Develop an intellectual framework from key theories, principles, ideas, and debates in the field, and improve writing and communication skills in various contexts, genres, and modes through multiple practical engagements. Learn how to make knowledge and mobilize action from JWAM’s professors and instructors, who are widely recognized innovators and leaders in Writing Studies.

Program Overview

The Minor in Writing and Communication provides students with a forum for deeper exploration of the writing and communication practices used in their own academic discipline, as well as within and across other academic disciplines, professional and cultural communities, and public contexts.

The Minor in Writing and Communication has four overarching goals:

- Create a Coordinated Program of Study: To recognize, celebrate, and leverage existing curriculum from across diverse fields of study – and develop new, complementary, interdisciplinary curriculum – to offer students a coordinated means of studying writing and communication within and across academic, professional, and public contexts, under one program of study.

- Build Student Confidence and Practical Skills: To provide an engaging program of study that addresses the needs and interests of students who are seeking to gain a deeper understanding of the writing and communication practices that are essential to thrive at UBC and beyond – as knowledge-makers and change-agents – and gain confidence and practical skills in writing and communicating in various contexts.

- Foster Multidisciplinary and Interdisciplinary Learning: To provide students with a distinctly multi-disciplinary and inter-disciplinary educational experience that highlight the multiple and diverse communication practices that are used and that students need to navigate the contemporary world in various academic, professional, and public contexts.

- Foster Critical Thinking and Inclusive Excellence: To provide students with a program of study that encourages and enables them to tackle pressing questions about the role of writing and communication in the exercise of power: practices of marginalization, objectification, and exclusion; practices of misinformation and disinformation; ongoing histories of discrimination, racism, and colonialism.

It is designed to help students gain confidence in writing and communicating across contexts and think critically about the diversity and complexity of writing and communication practices. Students will engage with key questions about the role of writing and communication in knowledge-making, epistemic injustice, anti-racism, decolonization and reconciliation, and ableism.

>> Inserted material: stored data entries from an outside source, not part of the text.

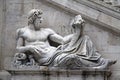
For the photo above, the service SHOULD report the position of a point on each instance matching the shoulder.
(20, 31)
(50, 31)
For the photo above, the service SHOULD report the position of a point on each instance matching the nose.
(41, 20)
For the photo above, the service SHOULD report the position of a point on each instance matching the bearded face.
(37, 23)
(77, 21)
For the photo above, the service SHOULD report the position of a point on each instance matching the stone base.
(4, 75)
(58, 74)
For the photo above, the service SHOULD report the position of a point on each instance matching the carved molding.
(100, 15)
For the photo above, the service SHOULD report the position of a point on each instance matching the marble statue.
(75, 50)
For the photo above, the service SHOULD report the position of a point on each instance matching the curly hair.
(33, 14)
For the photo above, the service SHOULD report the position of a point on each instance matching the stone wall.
(15, 16)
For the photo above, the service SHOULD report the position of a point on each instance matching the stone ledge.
(53, 71)
(45, 73)
(4, 75)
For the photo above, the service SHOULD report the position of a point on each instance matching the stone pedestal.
(58, 74)
(4, 75)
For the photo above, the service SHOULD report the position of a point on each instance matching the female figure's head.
(34, 18)
(77, 21)
(78, 24)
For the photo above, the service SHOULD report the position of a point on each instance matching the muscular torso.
(39, 39)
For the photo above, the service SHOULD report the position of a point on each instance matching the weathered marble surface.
(48, 74)
(4, 75)
(75, 50)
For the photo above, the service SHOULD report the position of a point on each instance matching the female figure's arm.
(20, 42)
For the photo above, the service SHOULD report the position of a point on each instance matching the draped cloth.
(79, 53)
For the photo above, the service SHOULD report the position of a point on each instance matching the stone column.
(2, 28)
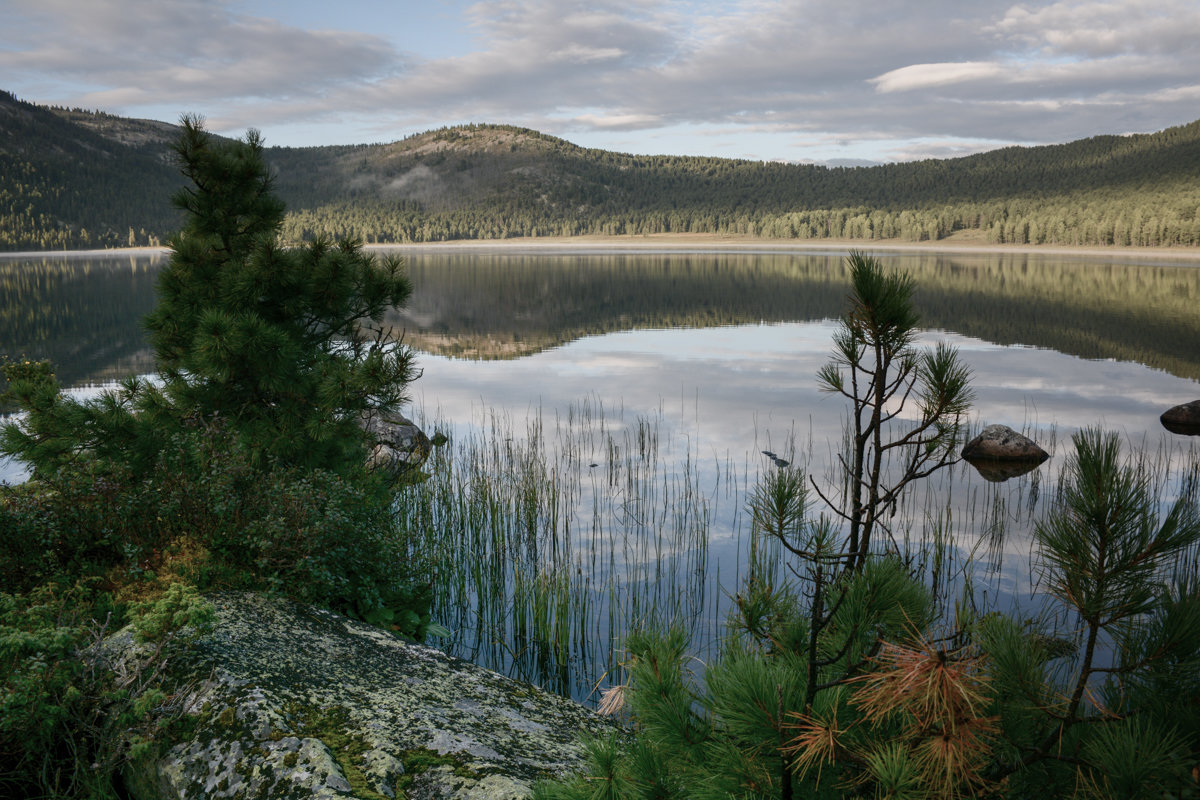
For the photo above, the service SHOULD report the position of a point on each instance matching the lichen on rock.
(298, 702)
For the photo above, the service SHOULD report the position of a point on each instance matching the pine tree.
(879, 370)
(283, 347)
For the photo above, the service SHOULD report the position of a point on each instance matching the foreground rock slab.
(295, 702)
(999, 453)
(1183, 419)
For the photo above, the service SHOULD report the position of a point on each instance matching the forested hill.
(82, 179)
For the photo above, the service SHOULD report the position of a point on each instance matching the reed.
(553, 537)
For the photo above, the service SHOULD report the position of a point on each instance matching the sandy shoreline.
(711, 242)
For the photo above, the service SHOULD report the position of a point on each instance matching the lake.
(711, 356)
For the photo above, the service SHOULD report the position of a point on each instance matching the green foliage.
(209, 515)
(876, 367)
(732, 734)
(72, 711)
(282, 346)
(499, 181)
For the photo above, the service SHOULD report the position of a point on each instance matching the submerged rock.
(999, 453)
(1183, 419)
(295, 702)
(400, 443)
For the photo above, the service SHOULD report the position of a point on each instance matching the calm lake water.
(718, 353)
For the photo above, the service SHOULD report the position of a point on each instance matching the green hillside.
(82, 179)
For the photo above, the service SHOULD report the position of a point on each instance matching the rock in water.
(400, 445)
(1183, 419)
(294, 702)
(999, 453)
(1001, 443)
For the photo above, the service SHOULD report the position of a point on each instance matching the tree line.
(73, 179)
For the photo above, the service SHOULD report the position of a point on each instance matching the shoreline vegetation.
(691, 241)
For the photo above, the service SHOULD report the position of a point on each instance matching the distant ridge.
(72, 178)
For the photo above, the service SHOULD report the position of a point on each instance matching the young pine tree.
(283, 347)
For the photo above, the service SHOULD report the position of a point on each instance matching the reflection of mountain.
(502, 307)
(84, 314)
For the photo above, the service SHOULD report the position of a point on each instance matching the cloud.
(757, 71)
(924, 76)
(191, 50)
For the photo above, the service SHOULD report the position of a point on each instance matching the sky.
(801, 80)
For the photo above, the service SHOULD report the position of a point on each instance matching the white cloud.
(855, 71)
(923, 76)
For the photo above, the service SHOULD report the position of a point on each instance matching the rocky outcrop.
(1183, 419)
(294, 702)
(400, 445)
(999, 453)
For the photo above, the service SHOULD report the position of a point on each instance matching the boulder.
(400, 443)
(999, 453)
(1001, 443)
(289, 701)
(1183, 419)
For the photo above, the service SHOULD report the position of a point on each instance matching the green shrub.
(69, 716)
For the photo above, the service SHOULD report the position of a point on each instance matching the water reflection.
(721, 350)
(84, 313)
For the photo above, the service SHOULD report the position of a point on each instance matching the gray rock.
(293, 702)
(400, 443)
(1000, 443)
(1183, 419)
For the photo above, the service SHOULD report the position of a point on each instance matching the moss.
(329, 727)
(227, 719)
(420, 761)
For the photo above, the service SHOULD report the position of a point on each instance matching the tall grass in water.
(553, 539)
(549, 542)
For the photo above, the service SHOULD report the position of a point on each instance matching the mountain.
(83, 179)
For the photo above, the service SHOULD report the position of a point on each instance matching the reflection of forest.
(84, 314)
(504, 306)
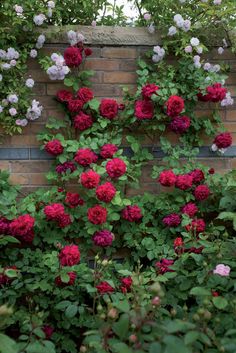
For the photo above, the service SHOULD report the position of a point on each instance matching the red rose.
(190, 209)
(54, 147)
(223, 140)
(54, 211)
(85, 94)
(196, 226)
(174, 106)
(97, 214)
(197, 175)
(201, 192)
(215, 93)
(163, 266)
(69, 255)
(108, 108)
(64, 96)
(108, 150)
(23, 228)
(105, 192)
(64, 220)
(90, 179)
(132, 213)
(88, 51)
(104, 288)
(116, 168)
(144, 109)
(73, 57)
(73, 199)
(149, 90)
(85, 157)
(83, 121)
(103, 238)
(167, 178)
(184, 182)
(180, 124)
(172, 220)
(75, 105)
(71, 282)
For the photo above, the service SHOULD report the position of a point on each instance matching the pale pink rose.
(222, 270)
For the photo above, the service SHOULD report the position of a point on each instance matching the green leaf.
(200, 291)
(220, 302)
(71, 311)
(121, 327)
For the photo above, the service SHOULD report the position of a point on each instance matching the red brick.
(122, 53)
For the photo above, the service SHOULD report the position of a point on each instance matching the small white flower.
(214, 148)
(186, 25)
(220, 50)
(39, 19)
(51, 4)
(199, 50)
(194, 42)
(21, 122)
(12, 111)
(12, 98)
(188, 49)
(172, 31)
(29, 83)
(33, 53)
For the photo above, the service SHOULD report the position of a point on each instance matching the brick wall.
(114, 59)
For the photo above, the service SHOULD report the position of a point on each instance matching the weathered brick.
(120, 53)
(119, 77)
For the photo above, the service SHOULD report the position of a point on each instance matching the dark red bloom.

After completing the Minor in Writing and Communication, students will be able to:

- Understand writing and communication as social practices and knowledge-making activities that shape – and are shaped by – the communities and contexts in which they are used. (LO1)

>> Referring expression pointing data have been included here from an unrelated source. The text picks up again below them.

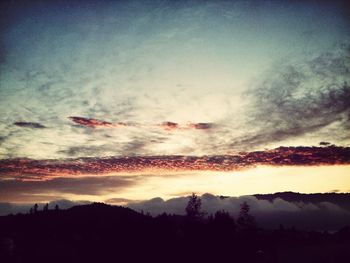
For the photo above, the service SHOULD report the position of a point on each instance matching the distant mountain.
(340, 199)
(102, 233)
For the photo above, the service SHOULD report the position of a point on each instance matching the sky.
(90, 90)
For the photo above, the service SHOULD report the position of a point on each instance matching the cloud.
(200, 126)
(33, 125)
(298, 97)
(90, 122)
(322, 215)
(46, 169)
(49, 189)
(169, 126)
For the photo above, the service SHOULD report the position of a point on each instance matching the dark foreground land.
(103, 233)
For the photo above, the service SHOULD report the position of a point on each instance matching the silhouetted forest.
(104, 233)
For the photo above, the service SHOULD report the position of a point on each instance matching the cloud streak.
(27, 169)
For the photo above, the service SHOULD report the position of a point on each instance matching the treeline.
(103, 233)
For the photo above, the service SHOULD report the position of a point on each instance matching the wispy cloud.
(27, 169)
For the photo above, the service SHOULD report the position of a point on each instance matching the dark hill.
(104, 233)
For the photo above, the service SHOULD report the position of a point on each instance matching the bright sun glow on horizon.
(262, 180)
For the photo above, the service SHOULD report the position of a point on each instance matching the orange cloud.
(27, 169)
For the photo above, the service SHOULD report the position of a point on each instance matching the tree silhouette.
(193, 208)
(46, 207)
(35, 208)
(245, 220)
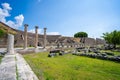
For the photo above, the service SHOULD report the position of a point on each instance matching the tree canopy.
(2, 33)
(112, 37)
(80, 34)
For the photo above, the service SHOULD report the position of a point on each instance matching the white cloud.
(4, 12)
(39, 0)
(53, 33)
(6, 6)
(33, 31)
(40, 31)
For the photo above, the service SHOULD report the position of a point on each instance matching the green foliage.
(70, 67)
(112, 37)
(80, 34)
(2, 33)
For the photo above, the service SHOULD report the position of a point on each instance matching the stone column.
(10, 47)
(45, 37)
(25, 36)
(36, 36)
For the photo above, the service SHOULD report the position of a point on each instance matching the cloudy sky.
(64, 17)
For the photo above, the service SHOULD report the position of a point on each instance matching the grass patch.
(0, 58)
(70, 67)
(115, 52)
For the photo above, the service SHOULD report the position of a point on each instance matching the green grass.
(0, 58)
(71, 67)
(115, 52)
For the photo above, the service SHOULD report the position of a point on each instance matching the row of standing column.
(36, 36)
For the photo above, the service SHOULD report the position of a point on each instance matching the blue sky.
(65, 17)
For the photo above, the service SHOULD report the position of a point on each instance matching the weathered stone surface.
(24, 70)
(14, 66)
(10, 48)
(8, 68)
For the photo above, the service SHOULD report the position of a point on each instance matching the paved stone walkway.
(14, 67)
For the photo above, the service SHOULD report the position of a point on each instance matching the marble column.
(10, 47)
(45, 37)
(25, 36)
(36, 36)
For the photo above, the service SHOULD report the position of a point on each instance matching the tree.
(80, 34)
(112, 37)
(2, 33)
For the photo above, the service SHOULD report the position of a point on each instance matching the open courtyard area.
(60, 40)
(71, 67)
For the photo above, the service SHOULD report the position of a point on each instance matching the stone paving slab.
(24, 70)
(8, 68)
(14, 67)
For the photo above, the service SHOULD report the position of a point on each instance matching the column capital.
(25, 25)
(45, 28)
(36, 27)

- Identify a wide range of writing and communication practices used to make and maintain knowledge, share knowledge, mobilize knowledge as action, and to foster change, in the contexts and communities in which they are used. (LO2)

- Evaluate and Critique writing and communication practices and the knowledge-making practices they embody and enact, taking into consideration their contexts of use, their historical implications, and their practical effects. (LO3)

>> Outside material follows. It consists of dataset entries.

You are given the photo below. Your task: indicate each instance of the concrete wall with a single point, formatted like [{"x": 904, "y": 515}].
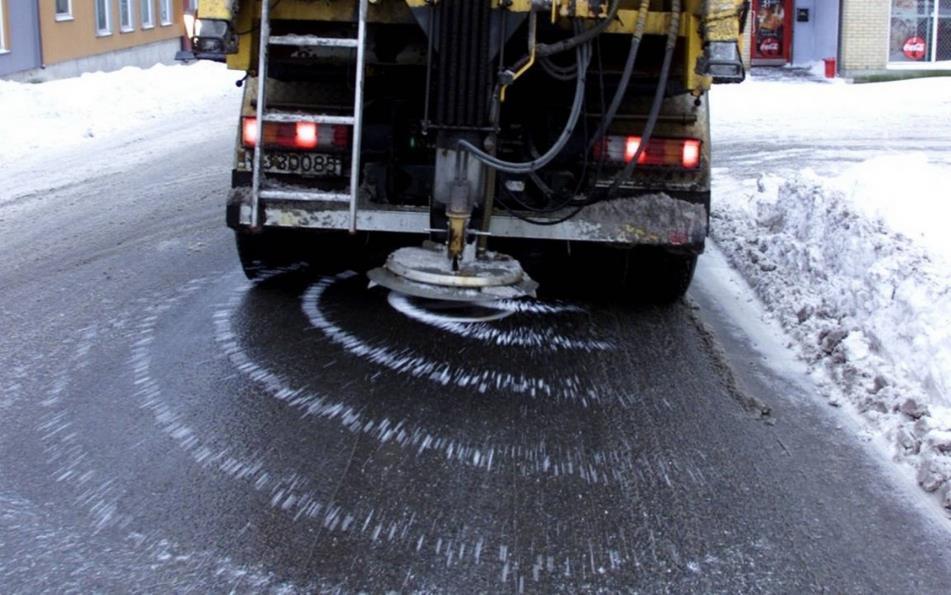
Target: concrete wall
[
  {"x": 21, "y": 37},
  {"x": 68, "y": 40},
  {"x": 818, "y": 38}
]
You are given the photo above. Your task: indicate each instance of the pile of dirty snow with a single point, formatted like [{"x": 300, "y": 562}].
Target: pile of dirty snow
[{"x": 858, "y": 274}]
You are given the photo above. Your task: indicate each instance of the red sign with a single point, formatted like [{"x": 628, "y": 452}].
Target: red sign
[
  {"x": 914, "y": 48},
  {"x": 769, "y": 47},
  {"x": 772, "y": 31}
]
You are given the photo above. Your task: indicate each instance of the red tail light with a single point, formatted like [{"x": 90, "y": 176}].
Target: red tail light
[
  {"x": 660, "y": 152},
  {"x": 295, "y": 135}
]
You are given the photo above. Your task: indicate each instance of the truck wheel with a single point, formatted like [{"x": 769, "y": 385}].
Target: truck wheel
[
  {"x": 263, "y": 254},
  {"x": 659, "y": 277}
]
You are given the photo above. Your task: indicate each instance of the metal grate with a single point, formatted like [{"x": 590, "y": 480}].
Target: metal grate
[{"x": 463, "y": 64}]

- Apply theories and principles of writing and communication to design, produce, review, and revise a variety of knowledge-making texts (in a variety of genres and modes) that are accessible, relevant, and actionable for their specific audiences. (LO4)

- Adapt writing and communication practices and their processes to reflect on, experiment with, and transform established ways of knowing and producing knowledge. (LO5)

Degree Requirements

Students are required to take one 200-level foundations course (WRDS 200), one 400-level capstone course (WRDS 400), and two 300 and 400 level WRDS courses. Students pursuing the Minor will also be required to take nine credits from a list of approved courses. All courses can be taken in any order. However, it is advised that WRDS 200 be taken at the beginning and WRDS 400 be taken at the end of the program.

Who can take these courses?

Any student can take these courses whether they are declaring the minor or not.

Declaring a Minor

The Minor in Writing and Communication is open to all UBC undergraduate students in degree programs that allow you to complete a minor in the Faculty of Arts.